Why Does A Company Elect For Issuing Fixed-Floating Rate Preferred Stock
There are various reasons for a company to issue fixed-floating rate preferred stock. One of them could be to attract capital that it would normally not be able to attract from issuing common stock. For instance, from investors that are looking for a bit more safety on their yield and stability in their underlying invested capital. Another reason is that it is non-dilutive. So, it allows the company to raise capital without diluting common shareholders and since it is also not ranked as debt, it does not increase the debt balance.
Furthermore, compared to debt the company has the ability to skip dividend payments while that interest is still due on debt and contrary to most forms of debt, the perpetual nature of the preferred stock means that there is no obligation to repay contrary to maturity dates on debt.

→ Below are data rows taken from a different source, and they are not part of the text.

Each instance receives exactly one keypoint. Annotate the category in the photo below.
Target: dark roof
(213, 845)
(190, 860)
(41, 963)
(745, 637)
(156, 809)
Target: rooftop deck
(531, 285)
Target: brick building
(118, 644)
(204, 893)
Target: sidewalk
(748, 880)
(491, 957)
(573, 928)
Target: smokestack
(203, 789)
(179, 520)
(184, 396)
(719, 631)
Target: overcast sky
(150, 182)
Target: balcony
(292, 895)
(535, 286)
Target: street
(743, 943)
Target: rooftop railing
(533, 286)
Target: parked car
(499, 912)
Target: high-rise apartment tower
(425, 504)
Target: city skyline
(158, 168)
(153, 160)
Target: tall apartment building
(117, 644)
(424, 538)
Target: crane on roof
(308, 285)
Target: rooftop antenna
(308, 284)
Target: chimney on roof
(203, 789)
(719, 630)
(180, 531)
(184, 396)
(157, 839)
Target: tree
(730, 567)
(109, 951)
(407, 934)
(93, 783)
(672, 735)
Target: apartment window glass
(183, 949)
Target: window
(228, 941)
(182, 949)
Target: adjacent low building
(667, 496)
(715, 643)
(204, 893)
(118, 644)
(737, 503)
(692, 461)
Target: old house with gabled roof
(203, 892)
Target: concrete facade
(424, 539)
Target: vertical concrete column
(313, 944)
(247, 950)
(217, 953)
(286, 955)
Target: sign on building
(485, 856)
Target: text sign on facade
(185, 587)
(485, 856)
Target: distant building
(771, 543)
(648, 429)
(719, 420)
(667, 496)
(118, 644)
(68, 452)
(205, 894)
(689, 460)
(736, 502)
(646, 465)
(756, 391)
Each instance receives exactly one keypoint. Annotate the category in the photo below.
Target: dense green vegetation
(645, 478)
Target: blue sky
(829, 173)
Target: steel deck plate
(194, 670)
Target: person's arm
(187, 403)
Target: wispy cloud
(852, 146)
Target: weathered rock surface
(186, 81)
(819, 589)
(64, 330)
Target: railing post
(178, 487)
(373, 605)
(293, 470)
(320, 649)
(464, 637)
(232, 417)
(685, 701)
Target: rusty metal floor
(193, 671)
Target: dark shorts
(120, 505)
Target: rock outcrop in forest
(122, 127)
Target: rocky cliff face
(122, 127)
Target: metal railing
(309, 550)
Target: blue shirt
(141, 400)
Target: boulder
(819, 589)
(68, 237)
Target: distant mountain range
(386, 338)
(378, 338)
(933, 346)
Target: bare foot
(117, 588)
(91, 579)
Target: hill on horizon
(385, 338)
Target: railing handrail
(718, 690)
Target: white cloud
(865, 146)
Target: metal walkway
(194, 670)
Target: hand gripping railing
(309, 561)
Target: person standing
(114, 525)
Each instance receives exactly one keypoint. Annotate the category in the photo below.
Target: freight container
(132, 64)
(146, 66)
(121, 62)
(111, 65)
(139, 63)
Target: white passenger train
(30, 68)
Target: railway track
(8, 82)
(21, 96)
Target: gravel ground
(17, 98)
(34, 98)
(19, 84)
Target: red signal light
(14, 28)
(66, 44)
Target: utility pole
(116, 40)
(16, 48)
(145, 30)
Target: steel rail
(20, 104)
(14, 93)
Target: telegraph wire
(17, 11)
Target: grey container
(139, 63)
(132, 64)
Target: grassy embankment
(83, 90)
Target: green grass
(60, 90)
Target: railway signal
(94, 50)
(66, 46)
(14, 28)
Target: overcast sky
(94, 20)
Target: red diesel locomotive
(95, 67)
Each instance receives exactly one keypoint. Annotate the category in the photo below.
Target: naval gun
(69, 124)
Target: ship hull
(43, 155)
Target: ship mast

So, it is way to raise capital without a maturity date and allows a company to improve its debt to equity ratio without diluting shareholders.
The Details Of The Air Lease Corporation 6.15% Fixed-To-Floating Non-Cumulative Perpetual Preferred Stock Series A
The Series A preferred stock were issued in March 2019 at a par value of $25 with 10 million shares issued for a total capital raise of $250 million and a 6.15% yield for the fixed-rate period that ended in March 2024 after which the dividend yield would be a function of LIBOR and later 3-month SOFR plus +0.1% plus 3.65% with a quarterly review date for the SOFR rate.
At the time preferred stock was issued the interest rates were low and the 6.15% yield was appealing as it was and still is higher than the common stock dividend yield and it was significantly higher than the composite rate on debt which was 3.3%. So, for the first five years the company paid a premium to attract capital without raising debt or dilute shareholders, and it could very well have been the case that the base assumption was that interest rates would remain low which after a five-year elevated fixed-rate period would result in the yield to be closer to 3.65% which would result in a small spread to the composite cost on debt and would be a premium that Air Lease Corporation was willing to pay in order to not increase its debt balance.
Is Air Lease Corporation Preferred Series A Stock Attractive?
Currently, the preferred stock trades at a price of $25.61 which is $0.61 above the par value of $25. That does not seem to be extremely attractive as it basically means that if Air Lease Corporation were to redeem the shares it would be at a discount to the trading price leaving preferred stock investors as a loss who would then have to hope that they already would have offset that loss with cumulated dividends. However, the current preferred stock price included the $0.5744 quarterly dividend payment until the ex-dividend date by the end of August. So, the premium to par value primarily reflects the dividend that some sellers would like to collect if they were to sell their shares now.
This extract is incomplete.